Hey,
yes, it is possible, but not with aggregate_temporal_period yet. Unfortunately, aggergate_temporal_period doesn’t support the yearly period yet, see also the corresponding issue: aggregate_temporal_period: No support for a period of type: year · Issue #145 · Open-EO/openeo-geopyspark-driver · GitHub
You can fall back to aggregate_temporal though. Here’s an example in R that uses pre-computed NDVI values:
p = processes()
datacube1 = p$load_collection(
id = "CGLS_NDVI_V3_GLOBAL",
spatial_extent = list("east" = 7.763041605582233, "north" = 52.10387582302508, "south" = 51.82970111402692, "west" = 7.498213761663553),
temporal_extent = list("2016-01-01T00:00:00Z", "2022-01-01T00:00:00Z"))
datacube2 = p$drop_dimension(data = datacube1, name = "bands")

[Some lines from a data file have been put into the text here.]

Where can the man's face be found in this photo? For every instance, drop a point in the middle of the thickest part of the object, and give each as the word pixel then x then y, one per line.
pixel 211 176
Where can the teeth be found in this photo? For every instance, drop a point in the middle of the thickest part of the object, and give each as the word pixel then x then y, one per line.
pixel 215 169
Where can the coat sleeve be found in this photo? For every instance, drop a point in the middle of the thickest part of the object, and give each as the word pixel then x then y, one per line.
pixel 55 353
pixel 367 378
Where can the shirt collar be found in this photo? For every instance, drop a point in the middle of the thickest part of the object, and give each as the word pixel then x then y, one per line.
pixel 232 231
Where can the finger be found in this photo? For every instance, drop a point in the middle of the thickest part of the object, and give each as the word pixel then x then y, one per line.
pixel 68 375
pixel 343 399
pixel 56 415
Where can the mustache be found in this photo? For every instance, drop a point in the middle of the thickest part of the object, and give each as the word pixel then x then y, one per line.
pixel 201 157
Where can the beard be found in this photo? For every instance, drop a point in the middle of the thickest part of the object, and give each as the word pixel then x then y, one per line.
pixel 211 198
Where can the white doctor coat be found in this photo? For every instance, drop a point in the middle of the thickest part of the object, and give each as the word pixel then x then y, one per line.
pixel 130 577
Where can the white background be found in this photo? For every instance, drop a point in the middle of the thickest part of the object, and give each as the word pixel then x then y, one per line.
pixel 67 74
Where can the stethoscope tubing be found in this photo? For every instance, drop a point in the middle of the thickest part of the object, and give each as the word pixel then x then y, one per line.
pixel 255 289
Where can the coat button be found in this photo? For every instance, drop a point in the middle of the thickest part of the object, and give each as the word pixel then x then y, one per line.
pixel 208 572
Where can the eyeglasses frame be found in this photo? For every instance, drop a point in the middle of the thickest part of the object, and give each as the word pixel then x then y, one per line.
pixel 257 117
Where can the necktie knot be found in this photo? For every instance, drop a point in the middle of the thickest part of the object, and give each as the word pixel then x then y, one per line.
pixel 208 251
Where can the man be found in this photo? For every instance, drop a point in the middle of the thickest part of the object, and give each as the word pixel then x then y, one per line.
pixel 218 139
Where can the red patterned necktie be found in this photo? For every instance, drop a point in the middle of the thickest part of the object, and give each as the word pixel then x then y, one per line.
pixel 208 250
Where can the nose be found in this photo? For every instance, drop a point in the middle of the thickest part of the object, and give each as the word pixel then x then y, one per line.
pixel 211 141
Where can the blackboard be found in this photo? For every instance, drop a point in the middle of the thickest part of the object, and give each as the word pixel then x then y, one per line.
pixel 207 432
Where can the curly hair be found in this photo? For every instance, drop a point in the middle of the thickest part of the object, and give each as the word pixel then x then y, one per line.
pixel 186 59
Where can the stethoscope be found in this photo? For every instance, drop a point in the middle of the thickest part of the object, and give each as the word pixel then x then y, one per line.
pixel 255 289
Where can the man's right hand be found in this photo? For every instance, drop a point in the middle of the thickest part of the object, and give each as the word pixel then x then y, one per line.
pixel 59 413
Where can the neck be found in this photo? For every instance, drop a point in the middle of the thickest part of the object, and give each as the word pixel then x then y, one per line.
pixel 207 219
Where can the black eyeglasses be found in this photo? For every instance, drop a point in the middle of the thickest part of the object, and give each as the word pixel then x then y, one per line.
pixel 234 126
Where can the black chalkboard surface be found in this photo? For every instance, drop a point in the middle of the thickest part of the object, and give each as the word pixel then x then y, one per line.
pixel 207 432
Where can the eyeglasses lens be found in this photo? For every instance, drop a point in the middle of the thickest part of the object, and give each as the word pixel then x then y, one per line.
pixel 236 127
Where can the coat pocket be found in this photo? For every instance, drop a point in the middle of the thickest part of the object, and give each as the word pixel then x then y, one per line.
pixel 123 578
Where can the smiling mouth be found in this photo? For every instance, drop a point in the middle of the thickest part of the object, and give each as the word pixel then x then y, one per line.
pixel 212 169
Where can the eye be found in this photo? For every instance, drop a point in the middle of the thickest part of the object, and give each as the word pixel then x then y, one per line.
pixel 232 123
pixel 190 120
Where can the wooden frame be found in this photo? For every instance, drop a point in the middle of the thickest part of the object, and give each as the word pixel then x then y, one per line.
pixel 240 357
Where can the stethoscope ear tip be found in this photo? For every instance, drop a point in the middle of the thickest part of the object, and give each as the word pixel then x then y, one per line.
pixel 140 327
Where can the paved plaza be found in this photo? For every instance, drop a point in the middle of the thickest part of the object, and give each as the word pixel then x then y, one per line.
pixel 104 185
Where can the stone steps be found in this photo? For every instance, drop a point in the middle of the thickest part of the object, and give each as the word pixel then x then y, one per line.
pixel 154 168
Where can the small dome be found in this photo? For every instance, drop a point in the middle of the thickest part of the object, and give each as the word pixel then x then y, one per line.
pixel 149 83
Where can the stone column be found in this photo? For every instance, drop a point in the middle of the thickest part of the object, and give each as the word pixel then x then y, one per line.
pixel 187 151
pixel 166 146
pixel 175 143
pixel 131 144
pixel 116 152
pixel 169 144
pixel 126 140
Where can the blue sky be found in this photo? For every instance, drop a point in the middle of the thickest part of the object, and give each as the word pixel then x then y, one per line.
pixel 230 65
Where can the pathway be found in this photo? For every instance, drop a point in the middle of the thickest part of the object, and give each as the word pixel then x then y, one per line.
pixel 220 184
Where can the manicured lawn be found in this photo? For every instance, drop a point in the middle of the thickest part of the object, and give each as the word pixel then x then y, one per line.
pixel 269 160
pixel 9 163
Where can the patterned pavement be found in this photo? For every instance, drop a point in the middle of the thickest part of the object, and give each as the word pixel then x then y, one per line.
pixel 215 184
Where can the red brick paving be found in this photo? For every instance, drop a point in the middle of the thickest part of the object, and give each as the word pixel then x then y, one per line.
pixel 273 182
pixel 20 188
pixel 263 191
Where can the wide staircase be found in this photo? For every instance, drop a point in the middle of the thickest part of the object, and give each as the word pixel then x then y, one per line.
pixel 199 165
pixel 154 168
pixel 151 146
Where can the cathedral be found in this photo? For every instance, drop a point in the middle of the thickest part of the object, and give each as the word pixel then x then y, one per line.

reducer1 = function(data) {
return(p$mean(data = data))
}
datacube5 = p$aggregate_temporal(
data = datacube2,
intervals = list(list("2016-01-01T00:00:00Z", "2017-01-01T00:00:00Z"), list("2017-01-01T00:00:00Z", "2018-01-01T00:00:00Z"), list("2018-01-01T00:00:00Z", "2019-01-01T00:00:00Z"), list("2019-01-01T00:00:00Z", "2020-01-01T00:00:00Z"), list("2020-01-01T00:00:00Z", "2021-01-01T00:00:00Z"), list("2021-01-01T00:00:00Z", "2022-01-01T00:00:00Z")),
labels = list(2016, 2017, 2018, 2019, 2020, 2021),
reducer = reducer1)
datacube4 = p$save_result(data = datacube5, format = "GTIFF")
or as process:
{
"process_graph": {
"1": {
"arguments": {
"bands": null,
"id": "CGLS_NDVI_V3_GLOBAL",
"spatial_extent": {
"east": 7.763041605582233,
"north": 52.10387582302508,
"south": 51.82970111402692,
"west": 7.498213761663553
},
"temporal_extent": [
"2016-01-01T00:00:00Z",
"2022-01-01T00:00:00Z"
]
},
"process_id": "load_collection"
},
"2": {
"arguments": {
"data": {
"from_node": "1"
},
"name": "bands"
},
"process_id": "drop_dimension"
},
"4": {
"arguments": {
"data": {
"from_node": "5"
},
"format": "GTIFF"
},
"process_id": "save_result",
"result": true
},
"5": {
"arguments": {
"data": {
"from_node": "2"
},
"dimension": null,
"intervals": [
[
"2016-01-01T00:00:00Z",
"2017-01-01T00:00:00Z"
],
[
"2017-01-01T00:00:00Z",
"2018-01-01T00:00:00Z"
],
[
"2018-01-01T00:00:00Z",
"2019-01-01T00:00:00Z"
],
[
"2019-01-01T00:00:00Z",
"2020-01-01T00:00:00Z"
],
[
"2020-01-01T00:00:00Z",
"2021-01-01T00:00:00Z"
],
[
"2021-01-01T00:00:00Z",
"2022-01-01T00:00:00Z"
]
],
"labels": [
2016,
2017,
2018,
2019,
2020,
2021
],
"reducer": {
"process_graph": {
"1": {
"arguments": {
"data": {
"from_parameter": "data"
}
},
"process_id": "mean",
"result": true
}
}
}
},
"process_id": "aggregate_temporal"
}
}
}
Hope it helps. Let me know if there are additional questions.